Trial registration Clinical trials NCT00604773 (development study) and NCT00961389 (validation study).
Delirium, characterised by an acute onset of fluctuating changes in mental status and changed levels of consciousness and inattentiveness,1 has a high incidence rate in critically ill patients.2 3 4 It is a serious disorder associated with prolonged stays in intensive care units and hospitals, higher costs, and increased morbidity and mortality.2 3 5
Several tools are available for assessing delirium in intensive care patients, of which the confusion assessment method—intensive care unit (CAM-ICU) has the highest sensitivity and specificity.6 7 Screening intensive care patients is important,8 9 10 so that timely treatment can be provided. However, preventive measures for delirium may also reduce its incidence, severity, and duration, as determined in other groups of patients.11 12 General preventive measures in all intensive care patients are time consuming and may expose a substantial number of patients to unnecessary risks such as the adverse effects of drug prophylaxis.
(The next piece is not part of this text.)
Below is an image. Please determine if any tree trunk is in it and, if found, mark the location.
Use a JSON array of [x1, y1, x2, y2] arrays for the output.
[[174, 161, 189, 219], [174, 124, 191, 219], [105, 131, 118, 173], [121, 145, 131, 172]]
Although several predictive models for non-intensive care patients exist,13 14 as well as one for older medical intensive care patients,15 no evidence based prediction model for general intensive care patients is available. The aim of our study was to develop and validate a delirium prediction model for intensive care patients and to determine its value compared with prediction by the attending nurses and physicians.
This was an observational multicentre study in which we firstly developed the PREdiction of DELIRium for Intensive Care patients (PRE-DELIRIC) model and then temporally validated it in a second prospective cohort in the same hospital. We then validated the model externally in four other Dutch hospitals.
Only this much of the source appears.